How to decide which casting directors to keep updated on your work

Over the years, the list of casting directors has grown and grown. How does one sort out the wheat from the chaff?

A good start is to search on the internet for The Casting Directors Guild. This is what they say about themselves:

'The Guild is a professional organisation of Casting Directors in the film, television, theatre and commercials communities in the UK and Ireland who have joined together to further their common interests in establishing a recognised standard of professionalism in the industry, enhancing the stature of the profession, providing a free exchange of information and ideas, honouring the achievements of members and standardisation of working practices within the industry.'

Anyone who has made themselves a member of this auspicious group is going to be worth contacting. They are serious about their profession and they are keen to be seen as such. So what to do next?

Have a look at their respective websites. How up to date is their casting CV? Have they worked well within the past year? With what sort of projects have they been involved? Are these the genres you wish to explore? You're going to have to put in the requisite leg work to get the most out of your search. Google their individual names. Find out what's being said about them and how prolific they are. Perhaps following them on Twitter will give you an idea of how much they are working and on what sort of things.

Spotlight's 'bible' - 'Contacts' - also has page after page of alphabetically listed casting directors. If you don't recognise any of the names, again - do your research. There is no point in sending an email, updating your details, to a casting director primarily involved in casting children, if you are in your 30s! Don't waste your own time and energy adding them to your mailshot. You'll not be thanked at their end, either. Look them up on the web. Any information you can glean will be another arrow in your own armoury of knowledge of your industry.

Think about the dramas that you enjoy watching on television. Think of the films that you have rated. Who cast those? Easy to watch until the closing credits where the casting director's name rolls up. Suddenly, that's become an important bit of information. Make a note of it. You'll match the name with the lists of names you have accumulated, or reference then with the CDG or Contacts list. You'll have the details. Email or write, introduce yourself and tell them that you were impressed with the programme/film you saw. A bit of sincere flattery never did anyone any harm, but ensure it IS sincere.

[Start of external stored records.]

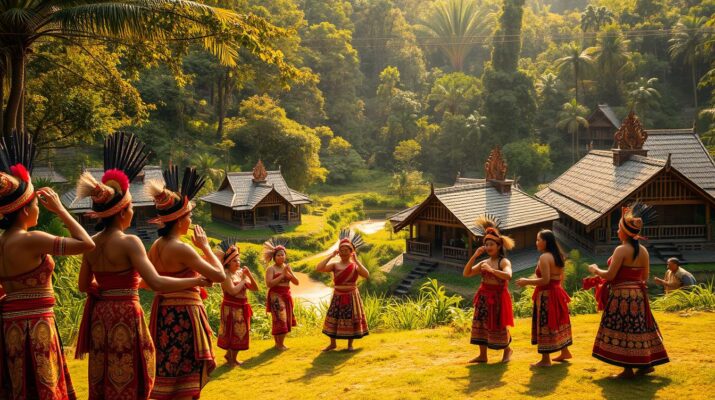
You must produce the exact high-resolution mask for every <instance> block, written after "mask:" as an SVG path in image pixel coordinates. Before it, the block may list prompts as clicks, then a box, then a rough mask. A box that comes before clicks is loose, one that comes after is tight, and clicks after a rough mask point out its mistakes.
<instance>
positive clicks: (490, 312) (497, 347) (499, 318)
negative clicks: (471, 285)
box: [470, 282, 514, 349]
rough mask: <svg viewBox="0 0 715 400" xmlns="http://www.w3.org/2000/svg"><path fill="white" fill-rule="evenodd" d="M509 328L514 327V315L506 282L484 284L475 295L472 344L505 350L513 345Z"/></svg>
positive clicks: (472, 333) (471, 341)
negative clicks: (486, 346) (480, 345)
mask: <svg viewBox="0 0 715 400" xmlns="http://www.w3.org/2000/svg"><path fill="white" fill-rule="evenodd" d="M509 326H514V314H513V310H512V305H511V296H510V295H509V290H508V289H507V285H506V282H505V283H503V284H498V285H493V284H489V283H484V282H482V284H481V285H480V286H479V290H477V293H476V294H475V295H474V318H473V319H472V337H471V340H470V343H471V344H476V345H486V346H487V347H488V348H490V349H505V348H507V347H509V343H511V334H510V333H509V328H508V327H509Z"/></svg>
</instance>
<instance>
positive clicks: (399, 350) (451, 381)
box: [70, 313, 715, 400]
mask: <svg viewBox="0 0 715 400" xmlns="http://www.w3.org/2000/svg"><path fill="white" fill-rule="evenodd" d="M655 318H656V320H657V322H658V324H659V325H660V327H661V331H662V333H663V335H664V338H665V345H666V348H667V350H668V353H669V355H670V359H671V362H670V363H669V364H665V365H664V366H660V367H657V368H656V372H655V373H654V374H652V375H650V376H647V377H641V378H637V379H635V380H633V381H614V380H611V379H609V378H608V375H609V374H612V373H615V372H618V371H619V369H618V368H617V367H613V366H610V365H607V364H604V363H602V362H599V361H598V360H596V359H594V358H592V357H591V347H592V345H593V338H594V336H595V334H596V330H597V329H598V323H599V320H600V315H581V316H576V317H574V318H573V324H574V332H575V335H574V342H575V344H574V346H573V347H572V350H571V351H572V353H573V354H574V356H575V359H574V360H573V361H572V362H571V363H567V364H558V365H555V366H553V367H551V368H546V369H536V370H534V369H530V368H529V363H531V362H534V361H536V360H537V359H538V357H539V356H538V355H537V353H536V349H535V347H534V346H531V345H530V343H529V340H530V329H531V321H530V320H528V319H519V320H517V321H516V328H515V329H514V330H513V337H514V342H513V348H514V357H513V361H512V362H511V363H509V364H507V365H504V364H500V363H497V362H498V361H499V359H500V357H501V352H497V351H490V352H489V357H490V362H489V364H488V365H470V364H467V363H466V361H467V360H468V359H470V358H472V357H474V356H475V355H476V351H477V347H476V346H472V345H470V344H469V338H468V334H466V333H459V334H455V333H454V332H453V331H452V330H451V329H450V328H447V327H445V328H439V329H434V330H421V331H407V332H388V333H377V334H371V335H370V336H368V337H366V338H364V339H362V340H359V341H357V342H356V344H357V349H358V351H356V352H352V353H350V352H346V351H337V352H332V353H328V354H325V353H321V352H320V349H321V348H322V347H324V346H325V345H326V344H327V342H328V341H327V338H326V337H324V336H322V335H317V334H316V335H313V336H310V337H300V338H291V337H288V339H287V340H286V344H287V345H288V346H289V347H290V350H288V351H287V352H283V353H279V352H276V351H274V350H272V349H271V346H272V344H273V343H272V341H265V340H256V341H253V342H252V343H251V350H249V351H247V352H241V353H240V354H239V358H240V359H242V360H244V361H246V362H245V364H244V366H243V367H239V368H235V369H228V368H227V367H226V366H225V365H224V362H223V358H222V357H223V351H222V350H220V349H217V350H216V355H217V359H218V360H219V367H218V368H217V369H216V370H215V371H214V372H213V374H212V380H211V382H209V383H208V385H207V386H206V387H205V388H204V391H203V392H202V395H201V398H202V399H228V398H242V399H316V398H325V399H458V398H476V397H481V396H485V397H484V398H492V399H497V398H528V397H545V398H563V399H579V400H581V399H599V398H608V399H650V398H663V399H687V400H692V399H705V398H712V397H710V396H712V392H713V390H715V368H713V362H714V361H715V352H713V350H712V346H713V344H714V342H713V336H712V333H713V332H715V314H712V313H697V314H693V315H691V316H687V317H684V316H679V315H677V314H666V313H655ZM339 345H340V348H342V347H344V346H345V342H344V341H343V342H339ZM70 371H71V374H72V377H73V381H74V383H75V387H76V388H77V389H78V394H79V397H80V398H86V397H87V384H86V379H87V374H86V360H85V361H75V360H71V361H70Z"/></svg>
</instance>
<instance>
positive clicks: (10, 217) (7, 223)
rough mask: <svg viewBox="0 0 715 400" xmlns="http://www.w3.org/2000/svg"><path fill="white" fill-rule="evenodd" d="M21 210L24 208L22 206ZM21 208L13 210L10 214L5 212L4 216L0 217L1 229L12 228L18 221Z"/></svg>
mask: <svg viewBox="0 0 715 400" xmlns="http://www.w3.org/2000/svg"><path fill="white" fill-rule="evenodd" d="M20 210H22V208H21V209H20ZM20 210H17V211H15V212H11V213H10V214H5V216H4V218H3V219H0V229H2V230H4V231H5V230H8V229H10V228H11V227H12V226H13V225H14V224H15V221H17V216H18V215H20Z"/></svg>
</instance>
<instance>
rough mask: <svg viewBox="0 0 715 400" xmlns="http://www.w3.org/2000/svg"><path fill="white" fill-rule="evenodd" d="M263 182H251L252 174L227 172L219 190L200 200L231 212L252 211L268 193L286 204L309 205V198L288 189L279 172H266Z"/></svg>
mask: <svg viewBox="0 0 715 400" xmlns="http://www.w3.org/2000/svg"><path fill="white" fill-rule="evenodd" d="M266 172H267V175H266V180H265V182H260V183H256V182H253V172H229V173H228V174H227V175H226V177H225V178H224V180H223V182H222V183H221V186H220V187H219V190H218V191H216V192H213V193H210V194H208V195H206V196H203V197H201V200H203V201H205V202H207V203H211V204H216V205H220V206H224V207H230V208H232V209H233V210H236V211H241V210H252V209H253V208H255V207H256V205H258V203H260V202H261V200H263V199H264V198H265V197H266V196H268V194H269V193H271V192H272V191H274V190H275V192H276V193H277V194H278V195H279V196H281V197H282V198H284V199H285V200H286V201H287V202H288V203H290V204H292V205H294V206H297V205H300V204H310V203H311V202H312V201H311V200H310V198H309V197H308V196H307V195H306V194H304V193H301V192H298V191H296V190H293V189H291V188H289V187H288V185H287V184H286V182H285V180H284V179H283V175H282V174H281V172H280V171H266Z"/></svg>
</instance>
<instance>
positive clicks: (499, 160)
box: [389, 148, 559, 266]
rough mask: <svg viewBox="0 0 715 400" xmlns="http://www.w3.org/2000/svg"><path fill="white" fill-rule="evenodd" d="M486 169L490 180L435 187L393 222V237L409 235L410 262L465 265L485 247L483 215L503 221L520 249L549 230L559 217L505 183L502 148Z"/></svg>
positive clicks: (519, 191)
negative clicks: (543, 232) (484, 243)
mask: <svg viewBox="0 0 715 400" xmlns="http://www.w3.org/2000/svg"><path fill="white" fill-rule="evenodd" d="M485 169H486V179H467V178H460V177H458V178H457V181H456V182H455V184H454V186H450V187H446V188H440V189H434V188H432V190H431V192H430V194H429V196H427V198H426V199H425V200H424V201H422V203H420V204H419V205H416V206H414V207H411V208H408V209H406V210H403V211H401V212H399V213H397V214H395V215H393V216H391V217H390V218H389V219H390V222H391V224H392V226H393V229H394V231H395V232H397V231H400V230H402V229H405V230H408V232H409V238H408V239H407V243H406V253H405V258H406V259H413V260H422V259H429V260H431V261H435V262H438V263H441V264H447V265H458V266H462V265H464V262H465V261H467V260H468V259H469V258H470V257H471V256H472V254H474V251H475V250H476V249H477V248H478V247H479V246H481V245H482V237H481V233H480V231H479V229H478V228H477V226H476V224H475V221H476V219H477V217H479V216H482V215H484V214H489V215H492V216H494V217H496V218H498V219H499V221H500V222H501V226H500V227H501V230H502V232H503V233H504V234H507V235H509V236H511V237H512V238H514V240H515V241H516V250H518V249H524V248H533V247H534V242H535V240H536V234H537V233H538V232H539V230H541V229H551V227H552V221H554V220H556V219H558V217H559V214H558V212H556V210H555V209H554V208H552V207H551V206H549V205H547V204H546V203H544V202H542V201H540V200H538V199H535V198H533V197H532V196H530V195H528V194H526V193H525V192H523V191H522V190H521V189H519V188H518V187H516V186H514V185H513V181H511V180H507V179H506V169H507V166H506V163H505V162H504V160H503V158H502V154H501V151H500V150H499V149H498V148H497V149H495V150H493V151H492V153H491V154H490V156H489V159H488V160H487V162H486V165H485Z"/></svg>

Get your face in front of them and tell them you'd be interested in any projects they have in the pipeline. Tell them about anything you're going to be working on or inform that you're currently available for work. Don't lie. Photo and CV included, as usual. They can't function as casting directors without actors - it's impossible! They wouldn't have a job if it weren't for actors. Don't be shy about it. You're helping them as much as you feel they may be able to help you in the future. Good luck.